B/ Objets à caractère liturgique et liés à la dévotion, conçus pour le secteur ecclésiastique, fruit d’un travail plus élaboré: patènes, croix ou colliers pour abbesse.

C/ Objets à usage profane et personnel : figues (poing fermé avec le pouce ressortant entre l’index et le majeur), colliers, médaillons, verroteries, parures pour les coiffures féminines, etc.

SOUVENIRS DU PELERINAGE. Panneaux 1 et 2, objets 15 et 16. RECORDOS DA PEREGRINACIÓN. Paneis 1 e 2, pezas 15 e 16.

Depuis le XIVe siècle, l’élaboration de petites sculptures de dévotion, que les pèlerins ramenaient chez eux en souvenir de leur pèlerinage, fut abondante. Les plus demandées, peu importe l’époque, étaient toujours les images de Saint-Jacques dans ses variantes iconographiques: apôtre, pèlerin, «Matamore»… [panneau 1]. Il y avait aussi toute sorte d’images sacrées et d’objets religieux pour satisfaire la dévotion de ceux qui visitaient la ville.

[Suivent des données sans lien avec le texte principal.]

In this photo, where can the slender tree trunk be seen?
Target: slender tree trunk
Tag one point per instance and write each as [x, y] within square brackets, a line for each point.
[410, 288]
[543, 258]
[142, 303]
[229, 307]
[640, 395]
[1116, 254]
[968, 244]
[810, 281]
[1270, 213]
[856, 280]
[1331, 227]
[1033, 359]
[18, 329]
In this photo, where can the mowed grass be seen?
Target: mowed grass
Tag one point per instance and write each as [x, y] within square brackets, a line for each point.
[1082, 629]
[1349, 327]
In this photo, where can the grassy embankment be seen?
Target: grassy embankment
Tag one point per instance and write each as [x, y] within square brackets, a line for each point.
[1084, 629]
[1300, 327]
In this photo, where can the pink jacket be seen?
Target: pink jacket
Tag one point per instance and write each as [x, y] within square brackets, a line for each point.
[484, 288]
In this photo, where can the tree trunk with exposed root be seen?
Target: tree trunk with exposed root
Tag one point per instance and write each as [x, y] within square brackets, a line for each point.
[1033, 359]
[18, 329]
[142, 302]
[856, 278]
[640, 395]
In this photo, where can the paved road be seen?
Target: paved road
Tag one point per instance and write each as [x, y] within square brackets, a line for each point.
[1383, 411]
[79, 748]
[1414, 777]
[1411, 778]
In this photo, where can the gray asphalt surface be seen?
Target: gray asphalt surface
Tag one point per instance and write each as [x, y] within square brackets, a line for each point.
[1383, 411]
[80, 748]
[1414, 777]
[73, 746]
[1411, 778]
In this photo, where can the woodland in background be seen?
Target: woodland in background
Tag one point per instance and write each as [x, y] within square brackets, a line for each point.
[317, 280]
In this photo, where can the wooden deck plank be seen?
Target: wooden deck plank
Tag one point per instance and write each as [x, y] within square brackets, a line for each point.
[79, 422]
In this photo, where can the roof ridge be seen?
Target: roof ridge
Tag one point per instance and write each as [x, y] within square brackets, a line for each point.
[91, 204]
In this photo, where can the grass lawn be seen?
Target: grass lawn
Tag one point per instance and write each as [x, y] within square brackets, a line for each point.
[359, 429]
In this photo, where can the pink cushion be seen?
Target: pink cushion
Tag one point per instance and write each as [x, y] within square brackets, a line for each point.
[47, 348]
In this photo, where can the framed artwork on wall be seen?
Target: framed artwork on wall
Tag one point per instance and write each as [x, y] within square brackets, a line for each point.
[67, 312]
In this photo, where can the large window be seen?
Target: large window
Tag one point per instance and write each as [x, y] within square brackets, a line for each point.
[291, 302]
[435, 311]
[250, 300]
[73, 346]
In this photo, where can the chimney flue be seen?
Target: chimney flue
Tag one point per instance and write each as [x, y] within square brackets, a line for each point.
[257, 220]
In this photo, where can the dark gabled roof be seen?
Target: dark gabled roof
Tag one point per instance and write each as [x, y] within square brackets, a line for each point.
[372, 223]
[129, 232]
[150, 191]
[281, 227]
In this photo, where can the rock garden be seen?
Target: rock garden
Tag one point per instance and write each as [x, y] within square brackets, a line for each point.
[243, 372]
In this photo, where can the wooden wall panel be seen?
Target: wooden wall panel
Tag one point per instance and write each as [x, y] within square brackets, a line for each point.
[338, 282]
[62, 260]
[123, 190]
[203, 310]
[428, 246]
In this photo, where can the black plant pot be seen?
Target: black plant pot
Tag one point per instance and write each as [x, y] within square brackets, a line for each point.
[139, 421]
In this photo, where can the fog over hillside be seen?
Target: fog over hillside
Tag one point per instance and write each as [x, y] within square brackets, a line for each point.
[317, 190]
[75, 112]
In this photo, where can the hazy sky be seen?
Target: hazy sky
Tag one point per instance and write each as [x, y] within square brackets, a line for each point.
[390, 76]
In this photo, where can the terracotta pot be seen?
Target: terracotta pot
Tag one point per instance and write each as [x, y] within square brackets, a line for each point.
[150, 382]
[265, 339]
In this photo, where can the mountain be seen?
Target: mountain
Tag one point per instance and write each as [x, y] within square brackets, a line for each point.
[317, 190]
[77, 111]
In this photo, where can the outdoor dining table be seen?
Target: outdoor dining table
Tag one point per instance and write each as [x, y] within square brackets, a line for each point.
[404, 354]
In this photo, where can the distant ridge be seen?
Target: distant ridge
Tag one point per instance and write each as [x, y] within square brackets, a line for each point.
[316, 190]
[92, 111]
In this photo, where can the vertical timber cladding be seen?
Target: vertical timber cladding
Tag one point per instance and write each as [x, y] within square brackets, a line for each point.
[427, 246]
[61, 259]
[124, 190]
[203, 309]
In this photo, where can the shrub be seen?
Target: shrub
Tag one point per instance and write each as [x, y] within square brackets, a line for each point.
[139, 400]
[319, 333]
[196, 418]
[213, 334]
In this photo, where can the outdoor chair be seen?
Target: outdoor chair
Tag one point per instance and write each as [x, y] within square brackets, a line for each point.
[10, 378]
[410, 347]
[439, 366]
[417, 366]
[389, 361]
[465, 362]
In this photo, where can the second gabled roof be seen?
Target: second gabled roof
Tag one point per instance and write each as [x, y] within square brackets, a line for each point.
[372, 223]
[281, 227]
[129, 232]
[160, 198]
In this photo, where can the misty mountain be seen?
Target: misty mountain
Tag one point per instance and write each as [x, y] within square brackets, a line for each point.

Les plus fréquents étaient : les croix [9], les images de l’Immaculée [10], la Cinquième Douleur [15] et différents saints, un des plus demandés étant Saint Antoine [8].

Le chapelet fut aussi un objet très demandé, surtout ceux appelés «de poche» [1], plus courts, aux grains simples et à peine taillés. Du point de vue thématique, le type de production répond encore, de nos jours, aux mêmes demandes.

OBJETS A USAGE ECCLESIASTIQUE ET LITURGIQUE. Panneau 4, objets 17 et 18. obxectos de uso eclesiástico e litúrxico. Panel 4, pezas 17 e 18.

Des objets destinés au secteur ecclésiastique, à caractère rituel, liturgique ou emblématique, étaient élaborés. Comme par exemple: le bénitier [17] décoré avec des coquilles Saint-Jacques est un des rares exemplaires de ce genre qui a été conservé et le patène [18], ustensile que les fidèles baisaient lors de la Messe et qui, dans ce cas, représente la Vierge du Pilar entourée d’anges, thème de la tradition jacquaire. D’un autre côté, la fabrication de colliers a été abondante entre les XVIIe et XVIIIe siècles. Les colliers dits «d’abbesse» [19 et 20] étaient utilisés exclusivement dans les couvents féminins comme signe de distinction du rang. Des colliers similaires ont été utilisés aussi par les veuves et les villageoises aisées du nord-ouest de l’Espagne [peut-être le 20]. L’utilisation du jais pour des objets superposés aux ornements a considérablement augmenté pendant le XVIe siècle, peut-être parce que les croyances sur son caractère protecteur avaient augmenté.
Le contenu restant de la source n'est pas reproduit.